We are at the lowest atmospheric carbon in all of our history (save for the ice-planet epoch), from 0.2% now to 0.04% – WHERE 0.02% has all plant-life dying. (read that last part over a few times)
We are at the absolute FLOOR in life-sustaining atmospheric carbon. Anyone yapping this carbon greenhouse gas story will be famous through the future as imbecilic manipulated non-intellects.
Think about that, the obvious staring you all right in the face, and what are your brains thinking? Some story you were fed.
Hi Robert,
Actually the minimum CO2 level for plant life is nearer 0.015%, but plants have been thriving on 0.03% for several million years – just shows what difference a tiny change can make. Same with solar absorption; 0.03% to 0.04 is a 33% increase . . . . .
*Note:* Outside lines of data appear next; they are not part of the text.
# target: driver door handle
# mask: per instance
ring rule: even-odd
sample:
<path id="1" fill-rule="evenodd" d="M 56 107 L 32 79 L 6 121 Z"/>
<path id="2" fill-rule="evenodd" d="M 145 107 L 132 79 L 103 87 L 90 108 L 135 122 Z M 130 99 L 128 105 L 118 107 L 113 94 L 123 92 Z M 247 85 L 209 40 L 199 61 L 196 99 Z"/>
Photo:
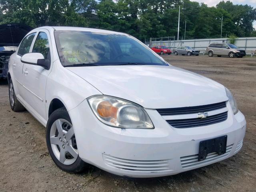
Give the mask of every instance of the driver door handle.
<path id="1" fill-rule="evenodd" d="M 28 71 L 26 71 L 26 70 L 25 69 L 23 70 L 23 72 L 25 74 L 28 74 Z"/>

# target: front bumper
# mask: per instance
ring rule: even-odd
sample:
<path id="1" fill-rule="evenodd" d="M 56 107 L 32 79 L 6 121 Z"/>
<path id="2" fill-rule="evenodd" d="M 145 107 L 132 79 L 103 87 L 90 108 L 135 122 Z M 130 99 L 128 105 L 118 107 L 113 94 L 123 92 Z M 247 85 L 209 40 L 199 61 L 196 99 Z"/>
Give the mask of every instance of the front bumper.
<path id="1" fill-rule="evenodd" d="M 173 175 L 228 158 L 241 149 L 245 134 L 244 116 L 234 115 L 221 123 L 194 128 L 171 126 L 155 110 L 147 110 L 154 129 L 119 129 L 108 126 L 93 114 L 87 101 L 69 112 L 79 156 L 108 172 L 132 177 Z M 227 135 L 227 152 L 208 155 L 198 162 L 201 140 Z"/>
<path id="2" fill-rule="evenodd" d="M 236 57 L 243 57 L 246 55 L 246 52 L 238 52 L 235 54 Z"/>

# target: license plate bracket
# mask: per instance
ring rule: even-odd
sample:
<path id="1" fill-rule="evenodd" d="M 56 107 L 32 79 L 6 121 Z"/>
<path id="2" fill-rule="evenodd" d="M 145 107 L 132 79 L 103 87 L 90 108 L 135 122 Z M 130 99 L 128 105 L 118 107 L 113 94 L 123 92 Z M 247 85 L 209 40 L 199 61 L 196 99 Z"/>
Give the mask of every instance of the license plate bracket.
<path id="1" fill-rule="evenodd" d="M 226 152 L 227 135 L 201 141 L 199 143 L 199 152 L 198 161 L 204 160 L 207 155 L 216 152 L 218 155 L 221 155 Z"/>

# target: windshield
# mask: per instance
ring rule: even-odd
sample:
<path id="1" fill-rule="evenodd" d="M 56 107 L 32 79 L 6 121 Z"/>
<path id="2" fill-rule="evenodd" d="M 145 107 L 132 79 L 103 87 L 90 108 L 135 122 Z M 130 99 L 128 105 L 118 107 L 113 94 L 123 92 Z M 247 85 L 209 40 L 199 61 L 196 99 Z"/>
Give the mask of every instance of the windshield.
<path id="1" fill-rule="evenodd" d="M 54 32 L 64 66 L 168 65 L 129 36 L 81 31 Z"/>
<path id="2" fill-rule="evenodd" d="M 232 49 L 238 49 L 238 48 L 233 44 L 228 44 L 228 45 L 229 46 L 229 47 Z"/>
<path id="3" fill-rule="evenodd" d="M 188 49 L 193 49 L 191 47 L 190 47 L 189 46 L 186 46 L 186 48 Z"/>

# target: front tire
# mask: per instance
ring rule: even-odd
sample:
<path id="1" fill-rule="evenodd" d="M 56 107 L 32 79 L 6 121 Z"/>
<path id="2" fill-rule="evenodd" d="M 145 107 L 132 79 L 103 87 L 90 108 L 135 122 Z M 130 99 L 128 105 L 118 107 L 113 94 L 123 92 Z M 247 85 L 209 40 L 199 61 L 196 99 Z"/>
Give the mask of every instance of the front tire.
<path id="1" fill-rule="evenodd" d="M 22 111 L 25 110 L 24 106 L 17 99 L 11 79 L 9 80 L 9 100 L 11 108 L 13 111 Z"/>
<path id="2" fill-rule="evenodd" d="M 49 153 L 56 165 L 71 173 L 82 172 L 87 164 L 80 157 L 74 127 L 68 113 L 64 107 L 52 112 L 46 129 Z"/>
<path id="3" fill-rule="evenodd" d="M 234 52 L 230 52 L 228 54 L 228 56 L 230 58 L 233 58 L 235 56 L 235 54 Z"/>
<path id="4" fill-rule="evenodd" d="M 212 51 L 210 51 L 209 52 L 208 52 L 208 56 L 209 56 L 209 57 L 212 57 L 212 56 L 213 56 L 213 52 L 212 52 Z"/>

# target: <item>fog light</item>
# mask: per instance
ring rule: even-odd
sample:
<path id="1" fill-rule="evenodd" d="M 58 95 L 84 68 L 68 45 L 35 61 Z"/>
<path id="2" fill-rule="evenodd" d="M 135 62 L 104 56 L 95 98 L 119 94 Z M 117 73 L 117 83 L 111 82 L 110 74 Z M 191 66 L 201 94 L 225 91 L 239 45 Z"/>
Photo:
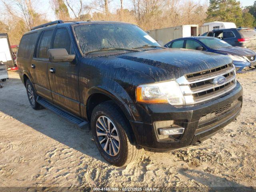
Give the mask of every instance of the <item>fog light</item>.
<path id="1" fill-rule="evenodd" d="M 160 135 L 169 135 L 182 134 L 184 132 L 184 128 L 172 128 L 158 129 Z"/>

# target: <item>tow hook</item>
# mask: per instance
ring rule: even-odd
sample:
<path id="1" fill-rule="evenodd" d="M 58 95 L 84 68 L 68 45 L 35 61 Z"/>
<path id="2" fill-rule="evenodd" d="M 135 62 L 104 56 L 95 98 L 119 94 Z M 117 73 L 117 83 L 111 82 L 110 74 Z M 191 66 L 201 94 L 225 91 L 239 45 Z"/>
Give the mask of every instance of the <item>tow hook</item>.
<path id="1" fill-rule="evenodd" d="M 202 142 L 201 142 L 200 141 L 197 141 L 194 144 L 193 144 L 193 145 L 194 145 L 194 146 L 199 146 L 200 145 L 201 145 L 201 144 L 202 144 Z"/>

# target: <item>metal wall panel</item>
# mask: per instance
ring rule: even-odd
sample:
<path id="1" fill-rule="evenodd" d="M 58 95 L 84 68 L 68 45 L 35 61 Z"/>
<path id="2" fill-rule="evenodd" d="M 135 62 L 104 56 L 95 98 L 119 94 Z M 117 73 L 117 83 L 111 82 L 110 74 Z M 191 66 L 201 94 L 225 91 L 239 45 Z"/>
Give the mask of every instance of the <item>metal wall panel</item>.
<path id="1" fill-rule="evenodd" d="M 197 31 L 198 31 L 198 25 L 186 25 L 151 30 L 147 32 L 152 38 L 156 41 L 161 42 L 164 45 L 172 40 L 184 37 L 183 35 L 184 34 L 185 35 L 185 36 L 188 36 L 188 33 L 191 34 L 191 27 L 197 27 Z M 187 31 L 188 30 L 187 29 L 190 29 L 189 32 Z M 184 30 L 186 30 L 186 33 L 184 32 Z"/>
So just sit back and enjoy the coming hot weather, droughts, fires and hurricanes and laugh at the imbeciles.
I have a newsflash for the author of the article: EVERY “green” product fails when you factor in production. Every. Single. One.
EVs, solar panels, windmills, biofuels, lithium batteries… you name it. Every single thing on the list causes tons of toxins outputted in the air during production, and some of them output additional tons if they catch fire.
And I’m not talking harmless CO2 particles – I’m talking stuff that gives you cancer if you inhale it.